I was testing A. I was testing his love. I was testing myself, and my willingness to believe the unbelievable that felt like truth. And I needed it to be true. Needed it like air. I needed to know that he lived on, that he was out there, and that he still loved me, thought of me, cared for me, and could let me know, in his way. If I knew that, I could keep going. There were many, many days when the sighting of a tiny little bird was the only thing that kept me from complete despair.
And when, for one reason or another, the hummingbirds were scarce, I felt abandoned and worried that he’d left me once again. Then they’d come back, and I’d breathe a sigh of relief. I’d tell myself it was silly to live every day hanging on the appearance of a hummingbird, and I agreed with myself. Eventually, I got to the point where a missing hummingbird would not tank my mood completely, but still, seeing them always brightened my day. They were love notes from my sweetie, after all.

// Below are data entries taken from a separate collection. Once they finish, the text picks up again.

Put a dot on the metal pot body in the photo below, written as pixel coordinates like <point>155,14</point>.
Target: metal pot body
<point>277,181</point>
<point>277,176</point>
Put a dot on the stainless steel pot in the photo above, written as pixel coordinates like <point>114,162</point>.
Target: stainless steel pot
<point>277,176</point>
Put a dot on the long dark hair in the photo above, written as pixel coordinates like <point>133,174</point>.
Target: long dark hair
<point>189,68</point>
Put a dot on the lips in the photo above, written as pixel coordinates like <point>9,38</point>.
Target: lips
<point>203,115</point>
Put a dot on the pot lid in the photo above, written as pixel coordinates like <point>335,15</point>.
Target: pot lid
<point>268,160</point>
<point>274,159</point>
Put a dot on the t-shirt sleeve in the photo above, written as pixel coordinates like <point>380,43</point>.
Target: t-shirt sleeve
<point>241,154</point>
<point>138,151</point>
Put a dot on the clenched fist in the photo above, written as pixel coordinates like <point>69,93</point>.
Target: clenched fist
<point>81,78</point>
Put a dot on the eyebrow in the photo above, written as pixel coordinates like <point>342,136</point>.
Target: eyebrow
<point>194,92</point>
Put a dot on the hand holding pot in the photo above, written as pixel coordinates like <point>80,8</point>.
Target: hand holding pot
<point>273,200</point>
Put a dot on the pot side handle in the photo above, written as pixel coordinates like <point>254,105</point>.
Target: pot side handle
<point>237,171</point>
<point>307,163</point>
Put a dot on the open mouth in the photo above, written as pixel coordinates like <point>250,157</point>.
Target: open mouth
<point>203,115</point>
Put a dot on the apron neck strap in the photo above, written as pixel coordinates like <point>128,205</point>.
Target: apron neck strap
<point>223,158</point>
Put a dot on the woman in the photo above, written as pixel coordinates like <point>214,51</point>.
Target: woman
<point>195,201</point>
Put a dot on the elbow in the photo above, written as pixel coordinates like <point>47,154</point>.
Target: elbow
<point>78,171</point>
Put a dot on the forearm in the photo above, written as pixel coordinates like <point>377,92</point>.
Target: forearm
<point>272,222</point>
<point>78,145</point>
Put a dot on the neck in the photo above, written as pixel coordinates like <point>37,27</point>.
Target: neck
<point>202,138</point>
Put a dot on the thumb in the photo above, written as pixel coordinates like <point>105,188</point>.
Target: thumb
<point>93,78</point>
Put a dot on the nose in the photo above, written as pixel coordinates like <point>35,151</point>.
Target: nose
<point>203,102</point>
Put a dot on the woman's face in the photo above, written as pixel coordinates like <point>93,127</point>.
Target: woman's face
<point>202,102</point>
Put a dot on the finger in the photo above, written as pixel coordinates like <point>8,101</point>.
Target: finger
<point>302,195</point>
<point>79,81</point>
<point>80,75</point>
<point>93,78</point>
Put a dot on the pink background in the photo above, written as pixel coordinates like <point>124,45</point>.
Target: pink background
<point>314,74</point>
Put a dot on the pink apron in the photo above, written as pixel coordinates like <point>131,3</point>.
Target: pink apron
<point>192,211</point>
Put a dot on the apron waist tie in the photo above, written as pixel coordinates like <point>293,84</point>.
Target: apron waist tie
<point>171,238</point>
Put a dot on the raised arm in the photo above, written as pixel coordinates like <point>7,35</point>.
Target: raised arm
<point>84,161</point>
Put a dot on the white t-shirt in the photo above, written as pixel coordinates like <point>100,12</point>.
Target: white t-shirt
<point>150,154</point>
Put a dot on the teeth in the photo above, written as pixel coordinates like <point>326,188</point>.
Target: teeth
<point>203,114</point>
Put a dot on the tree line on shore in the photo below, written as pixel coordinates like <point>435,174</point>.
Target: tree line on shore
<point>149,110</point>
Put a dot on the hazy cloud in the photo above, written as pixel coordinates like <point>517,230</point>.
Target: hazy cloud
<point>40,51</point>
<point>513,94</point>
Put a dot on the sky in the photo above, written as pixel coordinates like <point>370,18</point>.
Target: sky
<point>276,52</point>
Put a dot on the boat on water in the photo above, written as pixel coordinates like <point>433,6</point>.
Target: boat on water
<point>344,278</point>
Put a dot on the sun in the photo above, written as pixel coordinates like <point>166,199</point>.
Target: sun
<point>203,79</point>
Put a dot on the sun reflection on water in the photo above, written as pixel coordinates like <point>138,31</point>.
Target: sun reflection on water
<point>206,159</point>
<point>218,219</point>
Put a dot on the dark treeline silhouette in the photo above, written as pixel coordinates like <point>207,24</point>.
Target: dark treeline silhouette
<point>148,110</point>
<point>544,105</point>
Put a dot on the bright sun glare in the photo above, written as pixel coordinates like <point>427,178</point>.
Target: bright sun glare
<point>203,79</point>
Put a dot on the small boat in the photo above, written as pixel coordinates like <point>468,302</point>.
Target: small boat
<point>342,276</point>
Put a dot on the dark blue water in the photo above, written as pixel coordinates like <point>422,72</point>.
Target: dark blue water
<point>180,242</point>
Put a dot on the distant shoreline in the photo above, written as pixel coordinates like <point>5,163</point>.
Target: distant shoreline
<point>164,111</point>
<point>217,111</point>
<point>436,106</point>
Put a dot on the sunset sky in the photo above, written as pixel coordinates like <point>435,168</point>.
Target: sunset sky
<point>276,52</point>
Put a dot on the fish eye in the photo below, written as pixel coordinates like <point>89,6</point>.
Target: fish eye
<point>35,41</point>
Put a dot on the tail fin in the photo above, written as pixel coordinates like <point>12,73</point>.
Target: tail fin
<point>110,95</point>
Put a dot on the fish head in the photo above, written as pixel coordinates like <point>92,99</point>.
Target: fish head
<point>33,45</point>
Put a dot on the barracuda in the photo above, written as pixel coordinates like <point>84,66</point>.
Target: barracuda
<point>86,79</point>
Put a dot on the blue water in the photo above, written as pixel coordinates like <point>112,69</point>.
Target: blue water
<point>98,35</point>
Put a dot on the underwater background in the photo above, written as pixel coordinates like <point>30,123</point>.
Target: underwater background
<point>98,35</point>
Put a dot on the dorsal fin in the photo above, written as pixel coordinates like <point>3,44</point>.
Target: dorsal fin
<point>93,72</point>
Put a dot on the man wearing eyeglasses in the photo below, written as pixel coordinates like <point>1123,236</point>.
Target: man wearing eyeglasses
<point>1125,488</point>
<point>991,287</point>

Hummingbirds do not like excessively hot weather, though, and that is what we’ve been having throughout June as we headed into the monsoon season, so they were scarce. They head north and to higher elevations to escape the heat, just as humans do. I went from seeing a hummingbird three times a day, and then not seeing a single one for days on end. I had asked A to let me know in a dream if he really was going to leave me to my own devices until I joined him wherever he is, rather than to just disappear on me, again. And then I had that strange dream, and wondered if this was it.
The days passed hummingbird-less, and I was trying to get used to the idea that this was going to be how it was, though I didn’t like it. One morning, I was out back with the dogs before work, and I was talking to A, as I’m wont to do when I’m alone (the dogs don’t think it’s strange; I talk to them, too.) I mentioned the dearth of hummingbirds, and my disappointment and worry about what that meant. I’d been pretty down overall, and this was just one more thing, and I could use a little help. And as I stood there, two hummingbirds whizzed past my head in tandem, so close that I could feel the wind from their wings against my cheek, and hear the whirr of their impossibly fast wings. Never had a hummingbird ever come that close to me.
I laughed, then, in shock and gratitude and a bit of disbelief that it had just happened; and I said “Well, all right then!” And the message I received was that he hears me, he was there, and always would be when I really needed him.
Somehow, that was a turning point for me. So forceful and undeniable was the response when I really, really needed him that I no longer felt the need to test him on the point. I was grateful when I saw a hummingbird, but I no longer was depressed if I didn’t. My faith that he is out there is steady now, and while I love the reminders, that faith does not crumble without constant reinforcement. That’s a change for the good.
So it was that I decided out of the blue the other day that I was ready to put up a hummingbird feeder. I can never quantify the hope and encouragement these little birds have given me as A’s proxies, and I felt like I owed it to them to give them something back. I researched it, ordered it, and it has been hanging off my back patio roof for 2 days now. I had a hummingbird at it within 15 minutes of it being up, and have seen three different birds enjoying snacks on and off since I put it up. I am delighted to see them. And despite the “bribe,” I still feel like they’re from A, as they’re the same ones that were hanging around my yard before I put the feeder up.
2 years minus 9 days, and this is where I am. It’s just a hummingbird feeder, but there’s really no “just” about it; this is kind of a big deal for me. All progress on this journey should be celebrated, I think.